The body diagonal is formed by the sum of the diameters of two anions and one cation. Thus, we can write: Diagonal length = 2r_anion + 2r_cation.

Now, we combine the relationships obtained in Steps 3 and 4 to find the minimum cation-to-anion radius ratio: √(3a^2) = 2r_anion + 2r_cation. Substituting a = r_cation + r_anion, we get: √(3(r_cation + r_anion)^2) = 2r_anion + 2r_cation.

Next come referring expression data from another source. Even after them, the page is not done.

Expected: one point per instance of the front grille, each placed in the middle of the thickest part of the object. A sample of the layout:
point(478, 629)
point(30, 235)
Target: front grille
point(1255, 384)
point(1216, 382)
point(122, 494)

Simplify this equation by dividing both sides by 2r_anion: (√(3(r_cation + r_anion)^2))/(2r_anion) = (2r_anion + 2r_cation)/(2r_anion).

Now we have the equation in the form of cation-to-anion radius ratio: (r_cation/r_anion) + 1 = (√(3(r_cation + r_anion)^2))/(2r_anion). To find the minimum ratio, the left side of the equation needs to be at its lowest possible value. This occurs when the anions are touching each other, meaning the body diagonal is equal to the sum of their diameters and there's no gap between them. Since (√(3(r_cation + r_anion)^2))/(2r_anion) has a 1 in the left side, we need to subtract 1 from it: Minimum cation-to-anion radius ratio = (√(3(r_cation + r_anion)^2))/(2r_anion) - 1. To get the ratio when the anions are touching, replace r_cation + r_anion with 2r_anion in the numerator: Minimum cation-to-anion radius ratio = (√(3(2r_anion)^2))/(2r_anion) - 1. Simplify this expression: Minimum cation-to-anion radius ratio = (√(12r_anion^2))/(2r_anion) - 1 = (√12r_anion)/(r_anion) - 1 = √12 - 1 ≈ 2.464 - 1 = 1.464. So the minimum cation-to-anion radius ratio for a coordination number of 8 is approximately 0.732.